Detik berikutnya, jaring darah hancur berkeping-keping dan seluruh danau mulai bergetar. Pada saat yang sama, susunan pedang yang tadinya hanya seratus kaki meluas menjadi dua ratus kaki, dan jumlah pedangnya meningkat dua kali lipat, mencapai angka yang mengejutkan yaitu seratus delapan puluh delapan.
Namun bukan itu saja, karena Lin Yun masih terus mengaktifkan susunan tersebut. Bahkan setelah tujuh putaran, susunan itu tidak menunjukkan tanda-tanda berhenti. Dahi Lin Yun dipenuhi keringat dan wajahnya memucat karenanya.
Serangan Ji Wuye terlalu mengerikan, sehingga Lin Yun tidak yakin apakah formasi pedang delapan putaran itu mampu menahan serangan ini.
Di sisi lain, wajah Ji Wuye juga berubah muram. Tubuhnya gemetar dan wajahnya semakin pucat setiap detik panggung diturunkan. Namun, dia tetap mengertakkan giginya dan memberikan yang terbaik.
Melihat Ji Wuye dan panggung yang menurun, Lin Yun tahu bahwa Ji Wuye mempertaruhkan segalanya pada serangan ini.
“Siapa yang takut pada siapa?!” Lin Yun meraung, suara dengung pedang yang dahsyat menggema dari tubuhnya dan formasi pedang menyelesaikan sembilan putaran. Kemudian, ukuran formasi meluas hingga seribu kaki.
Tepat pada saat ini, energi asal Lin Yun telah mencapai ketinggian yang luar biasa, dan bayangan seekor phoenix es samar-samar terlihat turun dari langit. Semua orang bertanya-tanya apakah mata mereka mempermainkan mereka ketika suara teriakan phoenix yang cemerlang bergema.
Teriakan itu dipenuhi dengan kebanggaan seekor phoenix yang menyebabkan langit berbintang menjadi redup. Mata Lin Yun berkilat saat dia menebas pedangnya ke arah panggung yang menurun.
Susunan Pedang Iris—Tak Tertandingi Mutlak; Asal Mula, Pujilah Phoenix!
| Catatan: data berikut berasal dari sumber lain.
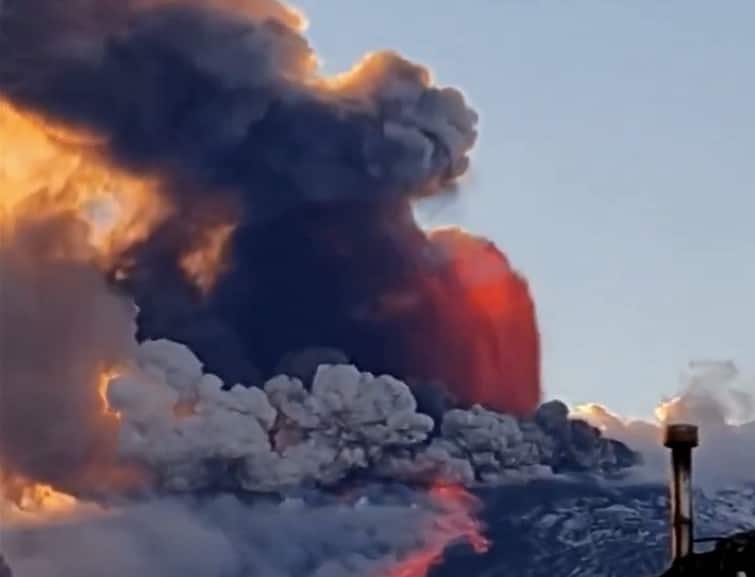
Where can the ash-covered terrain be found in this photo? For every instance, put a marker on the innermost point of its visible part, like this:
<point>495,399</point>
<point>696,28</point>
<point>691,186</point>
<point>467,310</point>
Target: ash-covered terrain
<point>581,529</point>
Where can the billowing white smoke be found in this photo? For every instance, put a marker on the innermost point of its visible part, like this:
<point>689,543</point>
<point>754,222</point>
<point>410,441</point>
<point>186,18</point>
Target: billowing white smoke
<point>225,537</point>
<point>192,434</point>
<point>715,397</point>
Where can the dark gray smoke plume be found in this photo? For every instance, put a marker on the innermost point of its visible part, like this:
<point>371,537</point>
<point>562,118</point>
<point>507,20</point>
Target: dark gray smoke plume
<point>223,100</point>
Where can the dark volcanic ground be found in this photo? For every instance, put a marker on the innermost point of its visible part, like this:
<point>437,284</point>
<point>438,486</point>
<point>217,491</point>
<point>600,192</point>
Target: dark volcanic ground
<point>584,530</point>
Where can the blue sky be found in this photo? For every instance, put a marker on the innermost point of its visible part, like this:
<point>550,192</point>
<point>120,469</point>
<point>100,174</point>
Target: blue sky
<point>616,167</point>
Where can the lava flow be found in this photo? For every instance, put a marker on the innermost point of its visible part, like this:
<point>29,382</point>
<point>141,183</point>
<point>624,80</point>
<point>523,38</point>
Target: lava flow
<point>455,524</point>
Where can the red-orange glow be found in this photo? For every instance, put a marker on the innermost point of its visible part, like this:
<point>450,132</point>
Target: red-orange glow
<point>103,382</point>
<point>483,321</point>
<point>45,167</point>
<point>204,263</point>
<point>455,524</point>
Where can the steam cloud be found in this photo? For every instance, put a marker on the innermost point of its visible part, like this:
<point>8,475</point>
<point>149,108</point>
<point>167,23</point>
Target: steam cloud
<point>223,100</point>
<point>717,398</point>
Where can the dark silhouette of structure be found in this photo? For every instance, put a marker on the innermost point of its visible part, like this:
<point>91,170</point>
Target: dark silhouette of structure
<point>732,556</point>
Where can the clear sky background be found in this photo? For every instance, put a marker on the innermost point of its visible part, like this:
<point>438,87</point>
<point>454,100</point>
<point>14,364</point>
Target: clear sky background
<point>616,167</point>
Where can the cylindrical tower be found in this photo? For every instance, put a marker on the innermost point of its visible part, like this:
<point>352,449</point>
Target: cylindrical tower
<point>681,439</point>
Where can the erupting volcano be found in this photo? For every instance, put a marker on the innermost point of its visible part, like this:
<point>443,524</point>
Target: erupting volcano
<point>203,237</point>
<point>287,196</point>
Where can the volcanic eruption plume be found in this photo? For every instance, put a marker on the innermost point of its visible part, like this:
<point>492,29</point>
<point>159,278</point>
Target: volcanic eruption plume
<point>287,196</point>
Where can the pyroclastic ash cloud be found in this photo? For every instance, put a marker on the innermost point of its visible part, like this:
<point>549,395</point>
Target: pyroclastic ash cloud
<point>290,193</point>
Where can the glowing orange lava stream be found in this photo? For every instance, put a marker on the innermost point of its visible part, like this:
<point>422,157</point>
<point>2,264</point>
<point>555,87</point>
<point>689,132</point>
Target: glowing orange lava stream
<point>455,524</point>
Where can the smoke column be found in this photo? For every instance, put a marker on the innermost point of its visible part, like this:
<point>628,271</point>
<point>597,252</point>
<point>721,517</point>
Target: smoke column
<point>290,223</point>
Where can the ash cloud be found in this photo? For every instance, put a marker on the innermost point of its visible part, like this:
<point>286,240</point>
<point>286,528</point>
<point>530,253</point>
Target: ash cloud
<point>348,426</point>
<point>61,325</point>
<point>714,396</point>
<point>225,537</point>
<point>225,102</point>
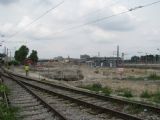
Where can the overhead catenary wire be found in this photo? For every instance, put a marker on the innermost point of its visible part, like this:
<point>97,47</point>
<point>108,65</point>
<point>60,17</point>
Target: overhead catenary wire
<point>36,19</point>
<point>111,16</point>
<point>90,22</point>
Saat tangisan phoenix terdengar, matahari mulai terbit di belakang Lin Yun ketika domain merah tiba-tiba hancur. Ketika cahaya dari langit berbintang turun sekali lagi, matahari tampak semakin cemerlang.
Pedang Lin Yun telah menghancurkan ruang saat berbenturan dengan panggung yang tampak menyeramkan di bawah tatapan terkejut yang tak terhitung jumlahnya.